Uses spatio-temporal autoregressive Transformer for both intra- and inter-pyramid dependencies.

---
🛠 Key Technologies
1. Efficient Visual Tokenizer
Converts visual data to discrete tokens via multi-scale residual quantization.
Innovations:
- Knowledge Inheritance: Pre-train with Video VAE weights for rapid convergence.
- Stochastic Quantizer Depth: Randomly drops fine-scale tokens to balance learning across scales.

---
2. Optimized Spacetime Autoregressive Transformer
Enhancements for long-context video generation:
- Semantic Scale Repetition: Refines global semantics multiple times for smooth motion.

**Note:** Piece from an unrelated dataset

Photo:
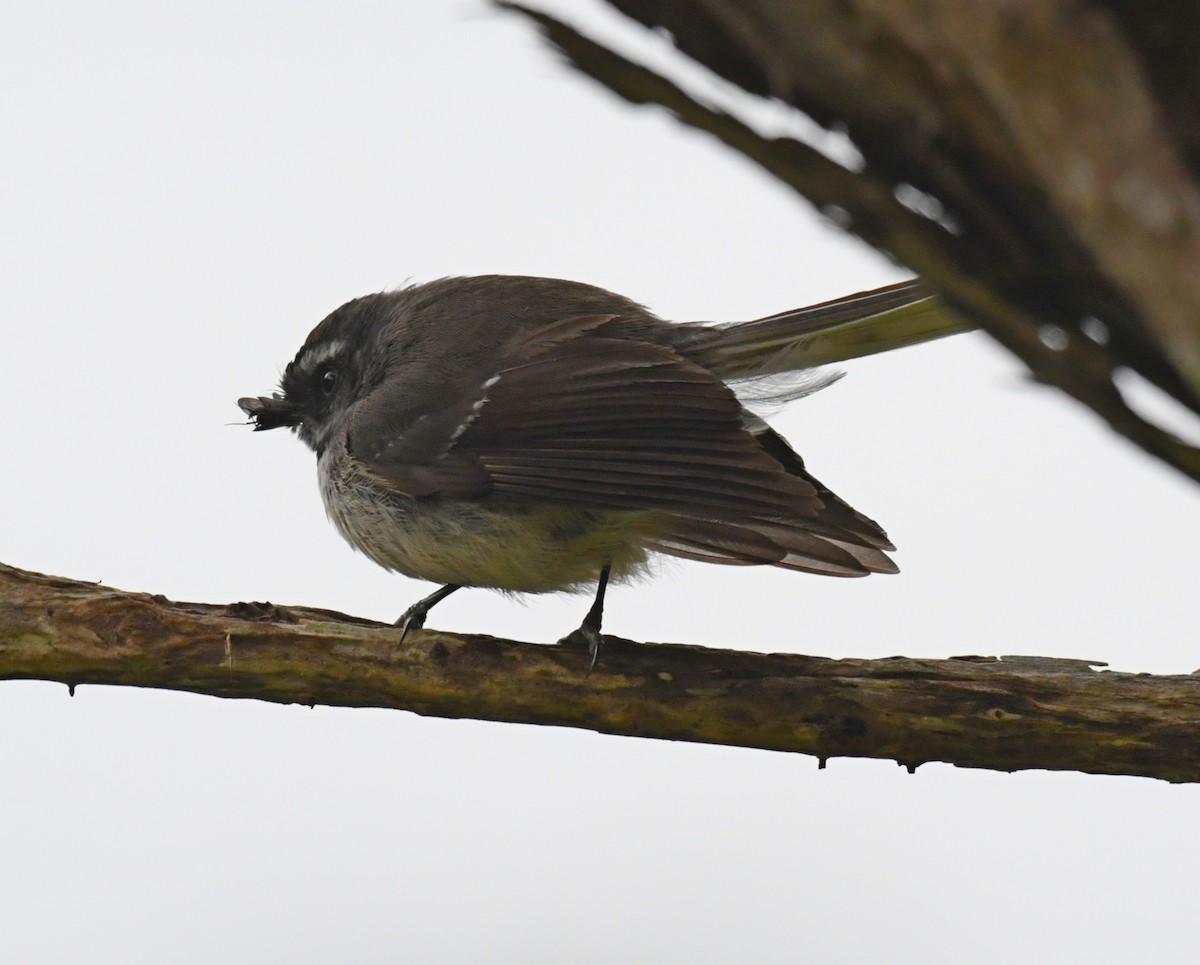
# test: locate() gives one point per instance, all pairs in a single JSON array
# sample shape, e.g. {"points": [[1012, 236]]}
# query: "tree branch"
{"points": [[1053, 180], [1002, 714]]}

- Spacetime Sparse Attention: Uses only essential past context to cut memory use & speed up attention computation.
- Spacetime RoPE Position Encoding: Encodes precise scale, time, height, width.
---
📊 Experimental Highlights
- Order-of-magnitude faster than DiT — single-pass autoregression vs. 20–100 iterative denoising steps.
- T2I performance: Strong results in GenEval & DPG benchmarks.

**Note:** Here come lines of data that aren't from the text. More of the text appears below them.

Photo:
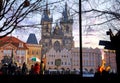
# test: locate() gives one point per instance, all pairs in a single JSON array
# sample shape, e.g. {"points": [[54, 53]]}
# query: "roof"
{"points": [[32, 39], [12, 40]]}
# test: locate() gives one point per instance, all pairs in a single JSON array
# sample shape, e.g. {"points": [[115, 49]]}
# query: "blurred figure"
{"points": [[37, 68], [42, 67]]}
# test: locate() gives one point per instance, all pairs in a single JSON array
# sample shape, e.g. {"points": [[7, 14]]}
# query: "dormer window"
{"points": [[20, 44]]}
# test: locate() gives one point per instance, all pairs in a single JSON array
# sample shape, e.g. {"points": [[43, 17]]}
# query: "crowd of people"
{"points": [[13, 69]]}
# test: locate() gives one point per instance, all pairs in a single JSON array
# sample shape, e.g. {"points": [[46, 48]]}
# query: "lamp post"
{"points": [[80, 30]]}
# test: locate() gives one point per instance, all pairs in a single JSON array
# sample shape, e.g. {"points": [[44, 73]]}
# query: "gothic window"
{"points": [[57, 45]]}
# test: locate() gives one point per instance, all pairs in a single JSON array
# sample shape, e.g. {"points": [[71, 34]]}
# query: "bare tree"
{"points": [[13, 12], [107, 16]]}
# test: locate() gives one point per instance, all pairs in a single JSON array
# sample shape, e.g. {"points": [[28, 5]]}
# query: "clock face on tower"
{"points": [[57, 45]]}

- T2V performance: Beats all previous autoregressive & DiT-based models (CogVideoX, HunyuanVideo).
- Human preference: InfinityStar-8B outranks HunyuanVideo-13B for instruction following.

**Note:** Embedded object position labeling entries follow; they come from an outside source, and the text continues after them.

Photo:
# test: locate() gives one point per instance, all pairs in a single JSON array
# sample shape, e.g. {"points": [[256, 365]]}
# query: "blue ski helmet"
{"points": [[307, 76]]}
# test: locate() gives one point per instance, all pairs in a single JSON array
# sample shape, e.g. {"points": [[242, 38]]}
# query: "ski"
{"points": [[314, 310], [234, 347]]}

- Speed: Generates 5s 720p video in <1 min on a single GPU.



---
📄 Resources
- Paper: https://arxiv.org/pdf/2511.04675
- Code: https://github.com/FoundationVision/InfinityStar
- Experience signup: http://opensource.bytedance.com/discord/invite
---
🌍 Monetization Opportunities
Combine InfinityStar with AiToEarn官网:
- AI generation + multi-platform distribution
- Analytics + model ranking (AI模型排名)
- Turn creative outputs into scalable, profitable assets

---
If you’d like, I can next prepare a condensed “cheat sheet” version of this InfinityStar overview for quick reference. Would you like me to make that?